The road to Sapa - a photo tour of northern Vietnam's minority heartland

Northern Vietnam near Bac Ha

The town of Sapa sits in the shadow of Mt Fansipan, Vietnam's highest peak, and has long been a popular destination for the adventurous traveller in search of spectacular scenery and an introduction to Vietnam's minority cultures.
Until now travel to this mountainous region of northern Vietnam has been something of a challenge, with overnight train journeys to and from the border town of Lao Cai the only practical option. The September 2014 opening of the new Hanoi-Lao Cai Highway, however, more than halves the driving time, meaning an early start from Hanoi could have you strolling through the rice terraces of Sapa by lunchtime. This is one of Vietnam's most scenically dramatic regions, as the images below attest, so this new driving option offers a fantastic opportunity to include Sapa as part of a classic Vietnam holiday.

The region of northern Vietnam around Sapa is also home to many of the country's 54 ethnic minorities, many of whom retain traditional customs and continue to wear the distinctive dress unique to each particular group. These include the Red and Black Dzao (also spelt Dao), the Black and Flower Hmong, the Giay, Pho Lu and Tay people. The slideshow of portraits below was taken by our clients, team members and friends.

Sapa Travel Guide

When to visit: The mountains of the north are at their best in spring and autumn, when the weather is most likely to be favourable and the rice terraces are at their most picturesque during the respective planting and harvesting seasons.

How long to stay: Two nights will allow plenty of time to explore Sapa town, and get out into the surrounding countryside to explore the fantastic rice terraces and meet the locals. A trip to a morning market at one of the more distant villages is highly recommended.

How to get there: The new highway will cut journey times from Hanoi to around 6 hours, approximately half the previous time. Overnight trains will still operate between Hanoi and Lao Cai, the town on the Chinese border closest to Sapa, for those keen on a more romantic journey.

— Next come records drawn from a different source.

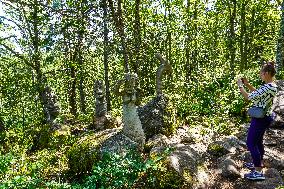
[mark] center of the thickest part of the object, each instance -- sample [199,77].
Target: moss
[82,155]
[216,150]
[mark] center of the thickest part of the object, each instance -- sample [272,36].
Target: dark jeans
[255,138]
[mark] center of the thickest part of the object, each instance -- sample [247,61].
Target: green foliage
[131,170]
[216,150]
[84,151]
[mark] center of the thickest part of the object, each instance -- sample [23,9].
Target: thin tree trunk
[118,21]
[137,36]
[106,50]
[280,42]
[232,39]
[243,37]
[72,91]
[36,56]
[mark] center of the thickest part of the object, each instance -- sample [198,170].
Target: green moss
[82,155]
[216,150]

Where to stay: Accommodation in the Sapa region ranges from the delightful resort style of the upmarket Victoria property, through good value town-centre hotels such as the Sapa View andChau Long, to characterful local guesthouses and homesstays including the Topas Ecolodge and Namcang Riverside Lodge.

Good for: Outdoor adventure, whether you like to walk, hike or bike amongst glorious countryside this is the place for you. Longer trekking and biking expeditions can be arranged for the more adventurous.